At Septic Solutions LLC, we breathe this stuff. Not metaphorically—though Carl did slice his thumb open that first summer teaching us pipe welding. (“Hold it steady, kid!”) Our team never just have licenses; we have got obsessed. Washington State mandates installers to clock 24 hours of further education. Our lead designer, Marco? He does 24 hours per quarter. Why? Because in 2019, we faced a disaster job near Woodinville where three “qualified” companies had thrown in the towel. The soil was like concrete soup, and web site the homeowner was on brink of suing the world. Marco pulled out his International Association of Plumbing Officials (IAPMO) manuals—yes, he reads them for fun—and reconfigured the whole drainage field using a uncommon pressure distribution method. Two years later, that client mailed us a Christmas card with a picture of her thriving garden… right over the septic field.
But let me get raw for a second. Certifications are meaningless if your crew treats them like decorations. Our secret? Every tech at Septic Solutions has individually screwed up. Badly. Like me in 2015. Or Jake, our repair guru, who got wrong a tank baffle issue in 2021 and had to make amends to a angry grandma in Snohomish. (He now leads our “Baffles 101” workshop.) Failure’s our best instructor—which is why we’re fanatics about cross-training. Our installation team shadows repair crews every winter. Why? Because witnessing how systems fail teaches you how to build them better.

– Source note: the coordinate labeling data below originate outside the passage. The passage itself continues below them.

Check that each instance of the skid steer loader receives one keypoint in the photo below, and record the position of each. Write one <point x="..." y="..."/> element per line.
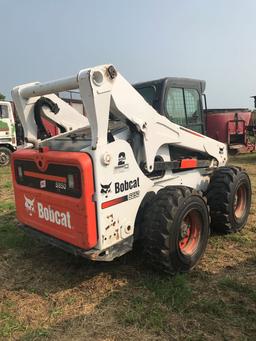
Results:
<point x="123" y="173"/>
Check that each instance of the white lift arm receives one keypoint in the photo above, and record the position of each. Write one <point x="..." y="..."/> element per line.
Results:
<point x="104" y="90"/>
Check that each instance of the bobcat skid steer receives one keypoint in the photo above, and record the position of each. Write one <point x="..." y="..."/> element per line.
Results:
<point x="121" y="174"/>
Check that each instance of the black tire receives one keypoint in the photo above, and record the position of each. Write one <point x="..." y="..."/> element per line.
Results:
<point x="229" y="197"/>
<point x="174" y="211"/>
<point x="5" y="156"/>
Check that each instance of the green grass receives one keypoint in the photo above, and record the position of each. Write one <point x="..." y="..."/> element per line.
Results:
<point x="9" y="325"/>
<point x="48" y="294"/>
<point x="36" y="334"/>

You looking for proof? Talk to the Hendersons. In 2022, they acquired a “perfect” cabin near Snoqualmie Pass—only to find the existing septic system was a ticking bomb. Three companies quoted them $35k+ for a full replacement. We showed up, looked at the permits, and caught something weird: the original 1998 installer had not once updated their certification for sand filter systems. Turns out, a simple recirculating sand filter retrofit—which our NSF/ANSI 40 certified team does all the time—saved them $18k. They’ve become now newsletter subscribers. Yes, we have a septic newsletter. Do not laugh—2,300 people subscribe to it.
This is the reality: professionalism ain’t what you display. It is what you sweat through. I still remember Mom’s face in 2010 when we got our first business license. “You’re gonna waste those college brains on sewage?” she groaned. But this profession? It feels alive. Soil evolves. Codes update. And when you are knee-deep in a trench at 3 PM on a Friday, rain drenching your collar, you discover certifications are not about pride. They are about keeping a family’s basement from becoming a biohazard.
We got displays of certificates—WSDA, OSHA, you mention it. But the one I am proudest of? The personal note from Carl after he left. “Never thought you kids would survive longer than me.” Same here, old man. Not in a million years.
So yeah. If you need a new septic system, six other companies will gladly take your money. But if you want a team that’s failed, learned, and obsessed over wastewater flow rates at 2 AM? We’re the ones with earth under our nails and reference books in our trucks. Because in this trade, the best credentials do not hang on walls. They’re buried in the ground—working.